Carrie’s Painting of the Week – 6/26/13
By Carrie Jacobson
So how DOES one paint a parrot? Well, after dancing around the question for a long time, and being scared about trying, I finally just dove in, deciding to paint a parrot the way I paint everything else.
And this brings up an interesting question: Is it harder to paint some things than others? An artist I respect greatly told me that it was just nonsense to think that way. If you can paint a dog, she said, you can paint anything.
I am not so sure. I can paint a dog, but I can’t really paint, say, a Victorian mansion – at least not in any way that looks – to my eyes – like a Victorian mansion, with all that makes it Victorian and lovely.

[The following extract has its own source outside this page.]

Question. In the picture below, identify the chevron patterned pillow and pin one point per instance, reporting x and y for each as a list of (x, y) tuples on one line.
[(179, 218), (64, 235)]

The issue, at least to me, is one of detail and complexity, and my skill and interest in those aspects of painting. I’m just not interested in finding and taking on the most complicated thing I can paint. To a large degree, I’m interested in finding and taking on the most simple.
In my paintings, I am forever editing things out – windows, porches, chimneys, trees, bushes, telephone poles, collars, backgrounds, roads. I try to paint the simplest part of what is. The core of the thing, not the fancy edges.
Once, I tried to paint a falling-down mill building along a river in Rhode Island. I’d known the building when it was more or less whole, but by the time I painted it, the roof had fallen in, and parts of the building had disintegrated. My painting, to my eyes, was a failure. I painted what I saw – but what I had loved about the building, what had attracted me to it all those years ago, was its wholeness, its proud and simple stance at the very edge of the river. And that was no longer there.
So for me, I guess, at least now, I seek the iconic, the unchanging, the core. And in that regard, painting a parrot is much like painting a dog.
Tags: Carrie Jacobson, carriejacobson, pet portrait
June 29th, 2013 at 12:12 pm
Love the parrot. He’s marvelous, so alive!
Also liked what you said about getting to the core of things, paring down. You paint essence. I like that. :>)
June 30th, 2013 at 6:23 am
Thanks, Lynn! I really do try to see and paint the essence… It is so easy for me to get distracted by the details, the fringes, the non-essence – it is a goal and a relief to get to the center of things, in my painting and in my life.